The casualties we have found are tulips, lupins and alliums. :(

The warring parties appear to have been foxes as nothing has been eaten. The corpses just lay cut down in their prime where they fell. :(:(:(
 
Did the paths for my mum's flower garden bit today. Got five roses to plant but the beds need topping up first (another exciting trip to the compost drive-through!) so will get all that done this week. Next plot along are getting a new shed this Tues so they were clearing out the old one today and gave me a mattock and a few other tools for free.
IMG-20210418-133830.jpg



I'd probably try sowing direct into the wall if the crevices are too small to plant into.
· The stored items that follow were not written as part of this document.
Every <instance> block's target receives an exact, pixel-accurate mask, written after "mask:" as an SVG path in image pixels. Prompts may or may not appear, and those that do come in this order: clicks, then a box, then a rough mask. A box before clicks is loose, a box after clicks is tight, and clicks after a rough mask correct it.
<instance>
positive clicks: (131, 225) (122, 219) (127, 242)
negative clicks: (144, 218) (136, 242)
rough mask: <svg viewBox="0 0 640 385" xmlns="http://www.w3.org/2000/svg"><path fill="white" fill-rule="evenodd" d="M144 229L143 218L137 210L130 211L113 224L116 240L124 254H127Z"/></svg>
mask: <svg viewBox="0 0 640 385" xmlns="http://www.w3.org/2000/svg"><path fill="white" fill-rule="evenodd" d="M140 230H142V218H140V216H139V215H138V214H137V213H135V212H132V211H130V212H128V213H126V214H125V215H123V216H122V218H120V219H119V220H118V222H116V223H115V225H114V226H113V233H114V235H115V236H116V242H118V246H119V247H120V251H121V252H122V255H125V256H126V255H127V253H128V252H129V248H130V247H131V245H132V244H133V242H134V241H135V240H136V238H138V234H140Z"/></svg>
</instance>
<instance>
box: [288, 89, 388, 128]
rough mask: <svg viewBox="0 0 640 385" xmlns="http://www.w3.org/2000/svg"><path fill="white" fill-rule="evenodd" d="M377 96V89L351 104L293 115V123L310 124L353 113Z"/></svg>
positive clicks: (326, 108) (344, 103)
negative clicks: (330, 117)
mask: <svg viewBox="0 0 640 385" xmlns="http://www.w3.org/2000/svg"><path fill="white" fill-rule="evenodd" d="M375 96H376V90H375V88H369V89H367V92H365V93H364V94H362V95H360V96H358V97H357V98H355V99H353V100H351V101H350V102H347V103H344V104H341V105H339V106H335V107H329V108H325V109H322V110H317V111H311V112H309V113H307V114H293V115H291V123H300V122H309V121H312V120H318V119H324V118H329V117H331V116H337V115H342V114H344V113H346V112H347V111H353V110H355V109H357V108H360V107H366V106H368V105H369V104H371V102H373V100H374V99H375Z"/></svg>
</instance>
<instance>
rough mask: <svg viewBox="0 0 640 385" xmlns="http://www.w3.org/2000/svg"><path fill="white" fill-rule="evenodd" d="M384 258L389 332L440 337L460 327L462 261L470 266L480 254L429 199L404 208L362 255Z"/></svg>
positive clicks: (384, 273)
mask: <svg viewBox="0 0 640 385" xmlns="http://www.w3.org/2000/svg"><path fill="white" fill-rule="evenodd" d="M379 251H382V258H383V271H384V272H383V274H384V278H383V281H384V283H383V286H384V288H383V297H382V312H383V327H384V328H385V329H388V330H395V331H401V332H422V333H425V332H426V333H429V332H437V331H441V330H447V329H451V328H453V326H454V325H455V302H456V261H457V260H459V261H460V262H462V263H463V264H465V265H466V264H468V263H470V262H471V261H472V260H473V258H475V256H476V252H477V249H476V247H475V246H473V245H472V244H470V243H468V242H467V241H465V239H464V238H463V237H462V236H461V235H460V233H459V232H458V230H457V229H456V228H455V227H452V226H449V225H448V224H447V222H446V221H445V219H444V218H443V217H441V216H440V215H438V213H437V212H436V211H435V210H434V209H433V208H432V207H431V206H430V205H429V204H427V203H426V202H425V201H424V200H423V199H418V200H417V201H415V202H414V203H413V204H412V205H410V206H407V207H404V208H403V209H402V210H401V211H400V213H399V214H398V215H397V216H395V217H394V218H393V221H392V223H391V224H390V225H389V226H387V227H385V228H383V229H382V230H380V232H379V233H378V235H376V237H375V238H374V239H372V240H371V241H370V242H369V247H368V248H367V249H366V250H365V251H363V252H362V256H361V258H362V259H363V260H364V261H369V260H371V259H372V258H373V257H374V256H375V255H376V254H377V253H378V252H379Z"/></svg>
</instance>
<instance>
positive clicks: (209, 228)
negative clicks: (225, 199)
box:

That’s quality. Sort of stuff they had at Capel Manor.
 
I took my phone and my camera to the allotment, to try to get some pics of the tulips in their gaudy prime. Now I just have to learn how to get pics onto my PC. It used to be simple with my old computer and my camera, but having swapped to a chromebook and also a phone, I have literally no clue what to do. Anything which involves ancient passwords is destined to fail and annoyingly, chromebooks don't have a familiar storage system. Even worse, when my old PC finally carked, it had 8 years of photos of the wood and the allotment in (on) the hard-drive...now all lost to me. Reduced to squinting at a teeny 2inch screen so have given up on photos altogethjer (apart from today). Asking my offspring is an exercise in humiliation so I am going to collar the 9 year old (grand-daughter...who manages to explain stuff without a single tut or eye-roll. Anyway, hopefully, I will get this sorted so I can join in (and even have a little modest boasting because the plot is looking heartbreakingly lovely at the moment).
 
Second gardening group went well today - cleared out the vegtrug and topped it up with new compost, sowed a load of veg, pricked out salad and tomatoes and potted up some cuttings. Guy who just watched last week did a bit of seed sowing this time, someone else came out to just to sit and chat in the sun and two members of staff joined in. New project worker is into gardening himself and was really excited about all the stuff from the garden we can use if covid rules let us have a bbq this summer; took some rosemary cuttings for him for his own garden. Our cleaner hadn't ever done any gardening before but she got stuck right in and I gave her some purple sprouting broccoli to take home since she hadn't tried it before. Now I just need to work out what to do with all the millions of bits of old strawberry plant I swore I wasn't going to waste my time rescuing.